# brakes on 1964 power drums won't bleed



## jonDeaux (Mar 2, 2014)

I mistakenly let my brakes fluid get dry. 4 wheel drums, power brakes. No pedal. Since the m/c was dry i started at the left front with my vacuum bleeder. Got fluid to come out. Then did right front, got fluid. At the rear only gettin a little fluid and a lot of air. Also creating a vacuum in the system (I can see it suck fluid and air up the tube if I release trigger on bleeder. Did my best but no pedal whatsoever. Why am I not getting fluid to the rear? Does this mean my mc or booster is bad? I don't know what to do next. Car stopped ok (big cam means power assist is negligible but now I got nothing. HELP! I know this is GTO forum. Car is a 64 tri power 421 Catalina 2+2 hardtop coupe, I figured y'all would know since it's darn similar, but so rare there is no Catalina forum. Hope that's ok.
Jon


----------



## ALKYGTO (Mar 29, 2010)

Is the brake light on? If it is the piston in the distribution block has shifted physically blocking the rear brakes from getting fluid.
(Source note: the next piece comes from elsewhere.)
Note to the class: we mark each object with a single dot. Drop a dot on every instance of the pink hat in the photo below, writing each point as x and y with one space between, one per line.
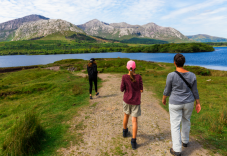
131 64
You could also have air in the MC, try "bench" bleeding it, merely disconnect the lines going to the front/rear and run some tubing from the outlets on the side of the MC back into the reservoir and get all the air out. Hope this helps!

Love those full size Pontiacs! Share some pics if you can, any Pontiac nut is welcome here! :cheers


----------



## crustysack (Oct 5, 2008)

+1 on bench bleeding the master


----------